"In the casino, the cardinal rule is to keep them playing and to keep them coming back. The longer they play, the more they lose, and in the end, we get it all."
Columella, a prominent writer on Roman agriculture from the 1st century AD, wrote down his complaint about how his devotees would often bet on cockfighting with all their inheritance. His little demur denoted how gambling walked along mankind through its history as it still lives by today, despite being regarded as reprehensible in some ethical sense. The origin of probability itself came from two mathematicians, Pierre de Fermat and Blaise Pascal, solving a gambler's dispute in 1654. There was no doubt that gambling affected civilization, as if it was designed to be appealing to us.
While there's a whole classification of mathematical formulas generated for gambling itself, this essay wants to point out how participants of gambling, as individuals, choose to become a part of it. Neoclassical economics assumes everyone acts rationally and chooses the most optimal decision all the time. Humans, however, as we know, do not constantly act rational; they're prone to errors and are subject to emotional impulsivity. This statement aligns well with one of the most interesting gambling-related questions of all: Why do the majority of gamblers even gamble at all? Even moreso, why do most of them still continue to do so, even though, on average, they lose money? (Stetzka, 2021).

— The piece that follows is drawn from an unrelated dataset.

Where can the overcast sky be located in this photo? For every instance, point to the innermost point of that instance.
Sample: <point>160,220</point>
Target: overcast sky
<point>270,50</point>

Defining Rationality (and Irrationality)
Dispute runs on the topic of the rationality of gamblers, but what defines rationality and irrationality might be more limited and specific in this context. Rationality in this term is defined as consistent utility-maximizing behavior from a person acting in their best interest. There's also the term "bounded rationality", meaning people with sufficient cognitive ability, information, and time do not always make the "most correct" choice from an economist's perspective. Despite enough information being available to them, individuals with bounded rationality tend to go with their "guts" as they can't process a lot of information in such a short window of time.
Irrational acts, on the other hand, can be defined as inconsistency, being misled by manipulation and deception that suffer from a loss of control of their behavior. Loss of control has been identified as the main driver of problem and pathological gambling (Stetzka, 2021).
In terms of rationality, many arguments have associated gamblers with both ends of the spectrum. For example, there is evidence on gamblers that make money from gambling using sophisticated strategies, or insider information (Stetzka, 2021). These gamblers can be considered rational, almost associated with the same pathway of thinking like those of rational financial investors. Furthermore, the market outcomes in gambling and betting markets suggest that there must be high levels of sophistication and sound economic reasoning behind many gamblers' decisions, like those who use odds as predictors for the outcomes (Ibid.).
On the contrary, a fraction of gamblers had been found to end up in the worst consequences of gambling, such as divorce, job loss, debt, and even imprisonment---most of which are the results of loss of control while gambling. The irrationality of some individuals that stems from overconfidence, loss aversion and self-control (or lack thereof) became the foundational concept of behavioral economics today. Although irrational, this behavior is actually very common and can be explained through some basic concept of behavioural economics.
Prospect Theory: The Reason Behind Gambling Streaks
Let's do some thought process to better understand one of the key theories in understanding behavioral economics. Say you can choose between getting $900 dollars for free or taking a 90% chance of winning $1000 (therefore also a 10% chance to win nothing), what would you choose? Most people would choose $900 to avoid any risk, even though the expected outcome is the same for both options. But if I asked you to choose between losing $900 and taking a 90% chance of losing $1000, which one would you choose? Even though both options have the same expected utility, most people would probably prefer the latter of the two, the risk seeking option, in hope to avoid the small chances of loss. This behavior, otherwise known as "loss aversion", is at the core of prospect theory and how we make decisions pertaining to risk.